Guyana 2014

Yearbook 2014

Guyana. A political deadlock dominated Parliament’s work during the year. Among other things, the opposition blocked a law aimed at illegal money laundering and terrorist financing. On June 19, President Donald Ramotar accused the opposition in harsh terms of lack of patriotism. As a consequence of the government’s failure to enforce the law, Guyana was blacklisted by The Caribbean Financial Action Task Force (CFATF), a division of The Financial Action Task Force (FATF) that cooperates with the International Monetary Fund (IMF). According to Abbreviation Finder, GY stands for Guyana in English. Click to see other meanings of this 2-letter acronym.

Guyana Population 2014

According to Countryaah.com, Guyana population in 2020 is estimated at 786,563. The opposition parties APNU (Partnership for National Unity) and AFC (Alliance for Change) have a scarce majority in Parliament and demanded concessions in other legislation as a condition for voting for the money laundering law, which the President dismissed as opportunistic political blackmail. At the bottom of the conflict, as in Guyanese politics in general, was an ethnic conflict between blacks, who usually support APNU, and Guyanese of Indian descent, who through their party the People’s Progress Party/Civic (PPP/C) with President Ramotar at the forefront holds government power.
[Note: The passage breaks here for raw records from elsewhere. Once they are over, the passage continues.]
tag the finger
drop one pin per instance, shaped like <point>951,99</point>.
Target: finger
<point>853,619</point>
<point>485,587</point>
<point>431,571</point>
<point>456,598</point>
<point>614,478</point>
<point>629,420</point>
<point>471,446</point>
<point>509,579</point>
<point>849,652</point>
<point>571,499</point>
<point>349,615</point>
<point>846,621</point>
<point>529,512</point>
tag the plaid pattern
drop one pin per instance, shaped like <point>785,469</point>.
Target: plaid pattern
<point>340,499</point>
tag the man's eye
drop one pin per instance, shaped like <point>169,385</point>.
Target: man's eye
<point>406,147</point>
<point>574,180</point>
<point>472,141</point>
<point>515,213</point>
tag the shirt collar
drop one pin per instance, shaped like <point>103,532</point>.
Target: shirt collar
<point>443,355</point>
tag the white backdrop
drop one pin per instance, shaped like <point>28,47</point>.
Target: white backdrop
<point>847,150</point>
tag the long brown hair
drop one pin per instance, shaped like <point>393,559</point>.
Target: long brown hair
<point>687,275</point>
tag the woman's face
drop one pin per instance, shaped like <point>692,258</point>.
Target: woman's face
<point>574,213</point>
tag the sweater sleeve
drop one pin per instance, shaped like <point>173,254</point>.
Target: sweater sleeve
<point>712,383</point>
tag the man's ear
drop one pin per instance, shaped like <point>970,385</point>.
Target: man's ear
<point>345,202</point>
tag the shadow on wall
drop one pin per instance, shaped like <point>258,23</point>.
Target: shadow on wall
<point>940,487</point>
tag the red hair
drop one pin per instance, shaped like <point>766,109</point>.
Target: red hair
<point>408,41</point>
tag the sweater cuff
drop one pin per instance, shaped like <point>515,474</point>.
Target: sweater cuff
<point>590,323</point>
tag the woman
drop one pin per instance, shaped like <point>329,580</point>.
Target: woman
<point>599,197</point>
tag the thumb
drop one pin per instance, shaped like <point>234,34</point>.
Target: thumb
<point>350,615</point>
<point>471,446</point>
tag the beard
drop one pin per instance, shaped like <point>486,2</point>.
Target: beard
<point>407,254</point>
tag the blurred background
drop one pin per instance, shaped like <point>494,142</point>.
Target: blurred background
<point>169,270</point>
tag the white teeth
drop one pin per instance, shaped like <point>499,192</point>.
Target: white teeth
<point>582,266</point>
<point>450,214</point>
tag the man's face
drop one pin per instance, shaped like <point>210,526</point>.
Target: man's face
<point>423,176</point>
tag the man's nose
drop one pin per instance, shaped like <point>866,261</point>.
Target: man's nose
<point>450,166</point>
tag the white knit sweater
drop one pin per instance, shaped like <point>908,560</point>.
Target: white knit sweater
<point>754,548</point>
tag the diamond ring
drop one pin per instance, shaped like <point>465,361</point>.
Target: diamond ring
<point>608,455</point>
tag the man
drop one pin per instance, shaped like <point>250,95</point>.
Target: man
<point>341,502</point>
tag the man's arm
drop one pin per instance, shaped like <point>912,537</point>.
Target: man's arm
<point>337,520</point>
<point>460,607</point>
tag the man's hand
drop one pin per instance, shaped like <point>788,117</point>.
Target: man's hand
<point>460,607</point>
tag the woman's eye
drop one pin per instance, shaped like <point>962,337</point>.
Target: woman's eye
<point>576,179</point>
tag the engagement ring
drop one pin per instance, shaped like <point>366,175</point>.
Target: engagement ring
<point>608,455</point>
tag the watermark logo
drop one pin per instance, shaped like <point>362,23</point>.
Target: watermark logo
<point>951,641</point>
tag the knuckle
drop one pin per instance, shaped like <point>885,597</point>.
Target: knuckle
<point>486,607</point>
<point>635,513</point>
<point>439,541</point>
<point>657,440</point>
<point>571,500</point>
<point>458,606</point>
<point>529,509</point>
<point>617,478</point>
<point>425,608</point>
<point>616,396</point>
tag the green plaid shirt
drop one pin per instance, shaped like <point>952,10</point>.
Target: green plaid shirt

According to topb2bwebsites, the ongoing border conflict with neighboring Suriname over the New River Triangle (or Tigrio area) in the southeast, controlled by Guyana, remained unresolved during the year. Guyana therefore boycotted, among other things, an international conference on mining and energy issues in Surinam’s capital Paramaribo in April as Surinamese maps scattered before the conference presented the area as Surinamese territory. Although a special bilateral commission has dealt with the issue since 2011, its meetings have been few and unsuccessful.